What was Guyana’s role? Guyana is a founder member of the community but it lost its sheen and leadership role within the organization following the change of government in May 2015.
It’s chairmanship of the community over the past six months during the course of this year was less than stellar. No creative initiatives or innovations were launched to shake the regional body from the comatose state affecting it for some time now. The effects of coalition politics, viz the competing political motivations and heterogeneous interests within the APNU+AFC at home has resulted in the withering away of the once robust and progressive nature of Guyana’s foreign policy. Its replacement by a timid, temperamental and ambiguous foreign policy has further resulted in that policy being crippled and placed in a rigid framework where stimulus is lacking, leaving no room for flexibility and innovation. The Granger administration thus deprived itself of the range of options at its disposal to address, by diplomatic means, complex foreign policy issues such as the crisis in Venezuela.

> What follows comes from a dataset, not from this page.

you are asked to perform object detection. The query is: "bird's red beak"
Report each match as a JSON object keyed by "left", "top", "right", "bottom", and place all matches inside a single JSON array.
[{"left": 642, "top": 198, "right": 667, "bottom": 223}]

It is precisely for these reasons that the Granger administration finds itself trapped as regards the Venezuela crisis wherever or whenever it surfaces. The Guyana government can neither support nor defend Venezuela’s sovereignty as a neighbouring country. Its position on the question of non-interference in the internal affairs of that country has been compromised as a result of the narrowing of the range of its domestic and international interests. Having boxed itself into a corner with respect to the border controversy by refusing to adopt a positive asymmetric stand towards its neighbour, it denied itself the range to manoeuvre while its ability to exploit opportunities has dissipated. Consequently, the Government of Guyana found itself in an invidious position on the crisis in Venezuela within Caricom’s modus operandi.
In none of the reports emanating from the international meetings held so far, is Guyana perceived as a player of any significance in the international arena any longer. Moreover, it is not clear how Guyana voted at the OAS meeting at Cancun. In light of the aforementioned, Guyana is unlikely to go beyond its routine reporting responsibility on Guyana-Venezuela relations at the Caricom meeting in Grenada.
Unlike his founder leader, who made his mark at the international level and is known to have been a deal broker, President Granger’s foreign policy leaves much to be desired. The following extract from Margaret Thatcher’s The Downing Street Years would suffice: “…unbeknown to him, [it was] President Forbes Burnham of Guyana who provided inspiration for this in the course of the weekend retreat which the heads of government spent away from Melbourne in Canberra. In the course of this we were arguing about an issue to be reported in the final communique which we were drafting. At one point Forbes Burnham said that we must achieve consensus. I asked him what he meant by ‘consensus’ ‒ a word of which I had heard all too much ‒ and he replied that ‘it is something you have if you cannot get agreement.’”
In addressing his mind to the Venezuela crisis while in Grenada, President Granger may wish to draw inspiration from his founder leader’s role in multilateral diplomacy.